Unicode variation sequences


#1

I have a question about variation sequence support in Glyphs 2.6.1.

Glyph MJ030274, which is encoded as a CJK compatibility ideograph at U+FA4C, can also be represented by variation sequences <U+793E,U+FE00> (SVS) and <U+793E,U+E0103> (IVS).

Is there a way to support both variation sequences without duplicating the glyph?


#2

AFAIK that is not supposed to be dealt with in the font, but an issue of the layout engine.


#3

Unicode Variation Sequence support implies that a Format 14 subtable is being created. See the Unicode VS FAQ (which was linked from the release notes) or Ken Lunde’s OpenType ‘cmap’ Table Ramblings.


#4

I’ll have a look.


#5

This capability is important for CJK (all regions) and emoji support.

FontCreator and FontForge can do it.

Thank you.


#6

Are there more glyphs like this?


#7

First off, I looked at Glyphs export output and I see the cmap format 14 table is being created. Having this capability at all is a great step forward for me. Thank you so much for your work!

To answer your question, this issue technically affects all characters with defined Unicode variation sequences. “Default” and “non-default” UVSes are specified in different tables. It seems that Glyphs only handles non-default UVSes.

The case I mentioned above represents one of the ~91 Japan-source CJK compatibility ideographs.

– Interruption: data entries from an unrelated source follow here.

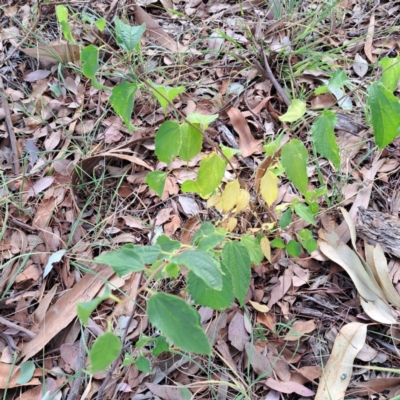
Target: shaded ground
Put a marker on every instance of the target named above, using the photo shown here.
(65, 186)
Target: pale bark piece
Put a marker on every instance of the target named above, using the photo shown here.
(247, 143)
(290, 387)
(237, 332)
(377, 227)
(338, 370)
(63, 311)
(368, 46)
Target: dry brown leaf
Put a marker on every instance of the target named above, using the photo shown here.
(338, 370)
(155, 30)
(247, 143)
(64, 310)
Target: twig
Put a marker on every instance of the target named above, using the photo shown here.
(267, 73)
(10, 129)
(80, 364)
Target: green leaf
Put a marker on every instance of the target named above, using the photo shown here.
(62, 17)
(307, 241)
(209, 176)
(62, 13)
(324, 138)
(122, 261)
(162, 93)
(391, 72)
(128, 36)
(285, 219)
(143, 364)
(90, 65)
(293, 248)
(253, 247)
(161, 346)
(168, 245)
(191, 142)
(168, 141)
(337, 80)
(104, 351)
(86, 308)
(128, 360)
(295, 111)
(278, 243)
(294, 159)
(27, 369)
(202, 265)
(385, 114)
(229, 152)
(101, 24)
(156, 181)
(122, 99)
(236, 257)
(202, 294)
(203, 120)
(179, 322)
(304, 212)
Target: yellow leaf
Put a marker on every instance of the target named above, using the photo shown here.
(258, 306)
(269, 187)
(230, 195)
(243, 200)
(266, 248)
(215, 201)
(229, 224)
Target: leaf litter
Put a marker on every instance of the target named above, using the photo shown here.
(73, 186)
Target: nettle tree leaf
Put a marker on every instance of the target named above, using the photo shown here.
(385, 113)
(324, 138)
(128, 37)
(305, 213)
(206, 296)
(104, 351)
(202, 265)
(253, 246)
(202, 120)
(209, 176)
(307, 241)
(269, 187)
(156, 181)
(294, 159)
(173, 139)
(236, 257)
(90, 65)
(62, 17)
(122, 261)
(122, 100)
(295, 111)
(391, 72)
(165, 93)
(179, 322)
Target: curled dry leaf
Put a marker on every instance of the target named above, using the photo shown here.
(372, 298)
(247, 143)
(338, 370)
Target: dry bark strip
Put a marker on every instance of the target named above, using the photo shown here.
(377, 227)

These cases are the most problematic examples, because they have three Unicode representations for the same glyph:

  • the code point for the compatibility ideograph
  • the code point for the corresponding unified ideograph plus a [standard] variation selector (for the NFC form of the compatibility character)
  • the code point for the corresponding unified ideograph plus an ideographic variation selector (for the ideographic variation sequence, as defined by the Adobe Japan or Moji Joho collection)

Here’s some TTX cmap data for comparison. (For clarity, I deleted the format 4 Microsoft-platform subtable data.) Glyphs only maps the “default” UVSes (corresponding to their base character’s default glyph) when I duplicate the glyph: once for uni793E and twice for uniFA4C.

Glyphs 2.6.2 (1242) output

<cmap>
  <tableVersion version="0"/>
  <cmap_format_4 platformID="0" platEncID="3" language="0">
    <map code="0x20" name="space"/><!-- SPACE -->
    <map code="0x793e" name="uni793E"/><!-- CJK UNIFIED IDEOGRAPH-793E -->
    <map code="0xfa4c" name="uniFA4C"/><!-- CJK COMPATIBILITY IDEOGRAPH-FA4C -->
  </cmap_format_4>
  <cmap_format_14 platformID="0" platEncID="5">
    <map uv="0x793e" uvs="0xfe00" name="uni793E.uv001"/>
    <map uv="0x793e" uvs="0xe0102" name="uni793E.uv019"/>
    <map uv="0x793e" uvs="0xe0103" name="uni793E.uv020"/>
    <map uv="0x793e" uvs="0xe0104" name="uni793E.uv021"/>
  </cmap_format_14>
</cmap>

target ideal output

<cmap>
  <tableVersion version="0"/>
  <cmap_format_4 platformID="0" platEncID="3" language="0">
    <map code="0x20" name="space"/><!-- SPACE -->
    <map code="0x793e" name="uni793E"/><!-- CJK UNIFIED IDEOGRAPH-793E -->
    <map code="0xfa4c" name="uniFA4C"/><!-- CJK COMPATIBILITY IDEOGRAPH-FA4C -->
  </cmap_format_4>
  <cmap_format_14 platformID="0" platEncID="5">
    <map uv="0x793e" uvs="0xe0102"/>
    <map uv="0x793e" uvs="0xfe00" name="uniFA4C"/>
    <map uv="0x793e" uvs="0xe0103" name="uniFA4C"/>
    <map uv="0x793e" uvs="0xe0104" name="uni793E.uv021"/>
  </cmap_format_14>
</cmap>